We provide information to people with disabilities and their families (as well as businesses) to help remove the architectural barriers the disabled encounter in their everyday lives in public places.
Our members have mobility disabilities, with some confined to a wheelchair while others can get by with a cane or a walker. We have been fortunate enough to work with some very capable and determined people who are serious about making their community more accessible.
The A4EA came into being with the recognition that people with disabilities did not have an organization they could turn to that would provide information to them that would help them to work with businesses to remove barriers to access. There are some great disability rights organizations that will assist by filing lawsuits against large entities such as Wal Mart or Target because that is how they can make the most changes with just one lawsuit.
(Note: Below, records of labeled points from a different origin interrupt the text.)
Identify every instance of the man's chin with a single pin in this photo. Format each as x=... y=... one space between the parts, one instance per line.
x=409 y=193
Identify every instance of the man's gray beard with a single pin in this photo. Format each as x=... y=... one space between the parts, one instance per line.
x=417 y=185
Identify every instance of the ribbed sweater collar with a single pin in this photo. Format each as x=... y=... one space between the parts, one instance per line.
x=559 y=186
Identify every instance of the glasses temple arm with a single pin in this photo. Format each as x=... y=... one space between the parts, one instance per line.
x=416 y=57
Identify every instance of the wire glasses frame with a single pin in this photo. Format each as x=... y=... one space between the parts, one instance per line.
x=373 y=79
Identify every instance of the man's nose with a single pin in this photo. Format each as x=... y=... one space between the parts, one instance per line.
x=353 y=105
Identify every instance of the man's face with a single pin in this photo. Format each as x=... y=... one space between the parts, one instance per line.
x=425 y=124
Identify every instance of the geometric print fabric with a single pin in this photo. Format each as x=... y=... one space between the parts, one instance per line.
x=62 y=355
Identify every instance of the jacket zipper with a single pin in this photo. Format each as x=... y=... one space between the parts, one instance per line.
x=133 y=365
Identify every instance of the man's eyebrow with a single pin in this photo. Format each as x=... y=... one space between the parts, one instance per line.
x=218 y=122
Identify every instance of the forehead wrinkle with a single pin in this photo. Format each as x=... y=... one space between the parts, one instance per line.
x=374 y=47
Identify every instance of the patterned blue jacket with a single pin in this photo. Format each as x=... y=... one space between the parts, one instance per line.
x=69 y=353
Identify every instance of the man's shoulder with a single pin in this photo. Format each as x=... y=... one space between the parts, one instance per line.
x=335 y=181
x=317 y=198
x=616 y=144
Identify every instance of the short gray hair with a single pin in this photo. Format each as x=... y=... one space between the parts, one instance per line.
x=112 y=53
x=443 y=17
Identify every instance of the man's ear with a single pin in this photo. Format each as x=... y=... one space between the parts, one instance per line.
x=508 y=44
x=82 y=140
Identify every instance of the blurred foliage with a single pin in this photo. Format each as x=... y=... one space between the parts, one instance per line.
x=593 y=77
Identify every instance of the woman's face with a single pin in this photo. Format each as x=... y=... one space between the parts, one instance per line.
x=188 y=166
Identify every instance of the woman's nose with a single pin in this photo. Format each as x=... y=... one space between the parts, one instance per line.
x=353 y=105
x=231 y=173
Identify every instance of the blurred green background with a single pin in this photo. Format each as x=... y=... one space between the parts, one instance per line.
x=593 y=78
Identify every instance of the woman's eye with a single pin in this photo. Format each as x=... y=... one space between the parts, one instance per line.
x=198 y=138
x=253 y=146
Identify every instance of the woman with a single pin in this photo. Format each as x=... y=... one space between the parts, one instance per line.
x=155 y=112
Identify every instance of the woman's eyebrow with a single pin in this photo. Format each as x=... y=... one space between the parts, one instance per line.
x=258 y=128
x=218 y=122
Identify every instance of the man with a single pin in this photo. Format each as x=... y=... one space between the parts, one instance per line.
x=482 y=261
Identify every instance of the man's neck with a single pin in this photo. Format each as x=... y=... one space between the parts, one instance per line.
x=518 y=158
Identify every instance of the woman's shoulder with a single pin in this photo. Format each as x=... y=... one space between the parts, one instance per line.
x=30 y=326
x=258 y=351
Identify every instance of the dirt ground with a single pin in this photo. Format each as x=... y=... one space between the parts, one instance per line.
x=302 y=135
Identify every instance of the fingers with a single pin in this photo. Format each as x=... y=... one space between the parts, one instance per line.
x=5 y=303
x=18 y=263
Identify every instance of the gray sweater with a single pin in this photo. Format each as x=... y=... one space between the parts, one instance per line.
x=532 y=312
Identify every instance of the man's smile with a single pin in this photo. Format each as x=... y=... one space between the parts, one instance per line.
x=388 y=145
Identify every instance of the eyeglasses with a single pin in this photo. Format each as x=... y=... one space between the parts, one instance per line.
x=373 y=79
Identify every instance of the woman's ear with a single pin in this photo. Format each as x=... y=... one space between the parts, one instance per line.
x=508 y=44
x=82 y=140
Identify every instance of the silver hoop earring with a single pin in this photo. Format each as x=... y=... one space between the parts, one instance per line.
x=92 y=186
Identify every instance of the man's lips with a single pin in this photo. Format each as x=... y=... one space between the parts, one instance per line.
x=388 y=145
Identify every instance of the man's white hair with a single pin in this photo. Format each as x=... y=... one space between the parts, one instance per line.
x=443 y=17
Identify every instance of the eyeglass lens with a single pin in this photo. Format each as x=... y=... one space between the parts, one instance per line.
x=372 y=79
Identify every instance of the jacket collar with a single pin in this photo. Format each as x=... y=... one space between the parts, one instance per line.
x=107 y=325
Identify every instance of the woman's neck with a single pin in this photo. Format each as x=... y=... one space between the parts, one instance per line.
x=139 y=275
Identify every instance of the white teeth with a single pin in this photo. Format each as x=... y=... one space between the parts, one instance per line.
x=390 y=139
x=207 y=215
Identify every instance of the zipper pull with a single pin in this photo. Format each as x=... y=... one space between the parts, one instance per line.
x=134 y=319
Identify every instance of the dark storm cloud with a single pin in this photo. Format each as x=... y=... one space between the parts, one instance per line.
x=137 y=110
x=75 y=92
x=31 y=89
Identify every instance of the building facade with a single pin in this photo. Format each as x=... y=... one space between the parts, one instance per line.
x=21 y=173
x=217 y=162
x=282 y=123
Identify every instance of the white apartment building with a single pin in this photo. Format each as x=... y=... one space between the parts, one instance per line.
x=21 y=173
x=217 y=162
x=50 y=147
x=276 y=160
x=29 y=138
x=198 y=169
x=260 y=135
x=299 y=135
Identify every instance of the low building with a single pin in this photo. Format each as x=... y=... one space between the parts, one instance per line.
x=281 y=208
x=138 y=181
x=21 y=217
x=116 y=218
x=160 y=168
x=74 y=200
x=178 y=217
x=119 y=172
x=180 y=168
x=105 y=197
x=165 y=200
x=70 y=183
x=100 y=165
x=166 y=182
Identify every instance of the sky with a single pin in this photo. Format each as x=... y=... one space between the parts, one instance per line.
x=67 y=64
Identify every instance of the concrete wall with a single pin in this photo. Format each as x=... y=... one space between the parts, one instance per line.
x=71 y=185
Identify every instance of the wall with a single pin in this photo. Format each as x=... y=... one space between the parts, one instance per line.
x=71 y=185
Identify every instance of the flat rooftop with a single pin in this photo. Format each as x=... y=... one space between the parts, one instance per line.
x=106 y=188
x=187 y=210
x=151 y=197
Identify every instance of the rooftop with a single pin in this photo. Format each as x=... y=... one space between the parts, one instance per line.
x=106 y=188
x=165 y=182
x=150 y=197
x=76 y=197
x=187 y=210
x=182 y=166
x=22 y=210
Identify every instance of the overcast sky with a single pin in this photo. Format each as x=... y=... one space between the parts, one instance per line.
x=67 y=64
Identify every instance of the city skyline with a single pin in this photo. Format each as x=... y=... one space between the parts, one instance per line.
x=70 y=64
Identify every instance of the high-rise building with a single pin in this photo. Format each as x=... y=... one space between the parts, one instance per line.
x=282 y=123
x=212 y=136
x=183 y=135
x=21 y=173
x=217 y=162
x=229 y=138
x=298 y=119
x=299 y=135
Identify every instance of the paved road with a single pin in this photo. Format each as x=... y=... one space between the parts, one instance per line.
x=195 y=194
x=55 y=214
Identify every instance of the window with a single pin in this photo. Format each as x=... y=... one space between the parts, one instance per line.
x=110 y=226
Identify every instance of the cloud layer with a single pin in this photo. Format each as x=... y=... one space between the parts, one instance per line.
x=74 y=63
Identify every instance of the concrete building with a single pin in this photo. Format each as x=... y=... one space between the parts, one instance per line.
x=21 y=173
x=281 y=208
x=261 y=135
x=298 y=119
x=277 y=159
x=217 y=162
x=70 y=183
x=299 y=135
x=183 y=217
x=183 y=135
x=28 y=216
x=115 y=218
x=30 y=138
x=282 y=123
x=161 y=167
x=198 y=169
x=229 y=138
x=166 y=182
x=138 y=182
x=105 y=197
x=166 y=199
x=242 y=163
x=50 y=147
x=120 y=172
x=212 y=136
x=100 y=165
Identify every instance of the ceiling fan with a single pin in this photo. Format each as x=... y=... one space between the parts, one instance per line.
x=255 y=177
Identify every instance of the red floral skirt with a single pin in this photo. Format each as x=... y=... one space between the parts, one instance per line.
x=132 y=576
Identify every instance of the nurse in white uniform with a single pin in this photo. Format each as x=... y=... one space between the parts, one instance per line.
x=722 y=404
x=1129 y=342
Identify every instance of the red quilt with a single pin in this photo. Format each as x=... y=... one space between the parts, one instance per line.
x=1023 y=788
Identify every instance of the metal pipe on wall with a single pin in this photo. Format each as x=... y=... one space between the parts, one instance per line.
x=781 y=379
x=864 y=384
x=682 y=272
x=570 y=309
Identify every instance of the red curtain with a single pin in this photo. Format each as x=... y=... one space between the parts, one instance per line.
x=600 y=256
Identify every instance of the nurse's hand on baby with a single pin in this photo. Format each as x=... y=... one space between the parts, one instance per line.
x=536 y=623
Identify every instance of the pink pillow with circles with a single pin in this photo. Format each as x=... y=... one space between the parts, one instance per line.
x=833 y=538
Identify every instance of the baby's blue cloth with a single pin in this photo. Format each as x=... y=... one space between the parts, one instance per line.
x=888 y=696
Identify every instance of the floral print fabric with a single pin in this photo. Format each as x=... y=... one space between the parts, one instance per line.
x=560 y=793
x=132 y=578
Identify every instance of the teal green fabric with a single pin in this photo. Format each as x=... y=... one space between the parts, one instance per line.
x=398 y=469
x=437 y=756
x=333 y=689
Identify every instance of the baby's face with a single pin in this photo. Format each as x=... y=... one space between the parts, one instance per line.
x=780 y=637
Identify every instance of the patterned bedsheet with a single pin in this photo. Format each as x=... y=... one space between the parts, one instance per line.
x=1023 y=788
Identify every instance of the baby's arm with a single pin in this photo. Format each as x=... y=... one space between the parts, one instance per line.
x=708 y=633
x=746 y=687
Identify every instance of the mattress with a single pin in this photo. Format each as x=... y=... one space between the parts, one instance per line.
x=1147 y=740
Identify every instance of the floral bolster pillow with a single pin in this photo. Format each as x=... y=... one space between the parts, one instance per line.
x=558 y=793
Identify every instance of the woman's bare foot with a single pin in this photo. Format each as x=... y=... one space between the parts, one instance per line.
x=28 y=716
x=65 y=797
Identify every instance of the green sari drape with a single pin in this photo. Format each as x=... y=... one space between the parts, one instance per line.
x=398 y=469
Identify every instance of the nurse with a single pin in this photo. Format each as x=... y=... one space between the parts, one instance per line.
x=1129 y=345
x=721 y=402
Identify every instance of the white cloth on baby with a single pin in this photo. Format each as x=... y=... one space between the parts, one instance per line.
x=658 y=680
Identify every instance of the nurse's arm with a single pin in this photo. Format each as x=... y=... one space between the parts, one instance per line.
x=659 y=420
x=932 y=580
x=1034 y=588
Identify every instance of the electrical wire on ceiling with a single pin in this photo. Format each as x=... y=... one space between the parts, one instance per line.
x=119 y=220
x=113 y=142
We work more on a local level.
Our job is to provide the information necessary for someone to help them improve access by themselves to their local businesses that they patronize every day. We feel we are helping the disabled to empower themselves by taking advantage of the powerful tools provided to them by Congress. We also provide information to businesses that can help them to improve access to their business.
The experience of many disabled individuals is that it is often not helpful to send a letter to a facility asking them to make the required accessibility changes. For whatever reason, businesses often do not step up to the plate and fulfill their responsibilities under the ADA, even though this law has been in place for decades. Therefore, it can be necessary for a disabled person to utilize the powers provided to them by the ADA to try to influence or, when necessary, legally compel businesses to fulfill their obligations.
When a business does not allocate the financial resources to make accessibility changes, other competing businesses who did spend money are at a disadvantage because they used money they could have spent on advertising and used it to improve access instead, while the non-compliant business takes the money they should have spent to improve access and uses it to improve sales instead. It is a decision to place their own profits over the accessibility of their disabled customers. That’s not fair to the businesses who improve access. Many of them would be better off by taking the tax benefits a business can take to make their business more accessible and providing access to another customer base.
Hopefully a time will come when more businesses will be able to identify with the difficulties experienced by the disabled and do the right thing by complying with Disability Rights laws intended to help them participate fully in our society.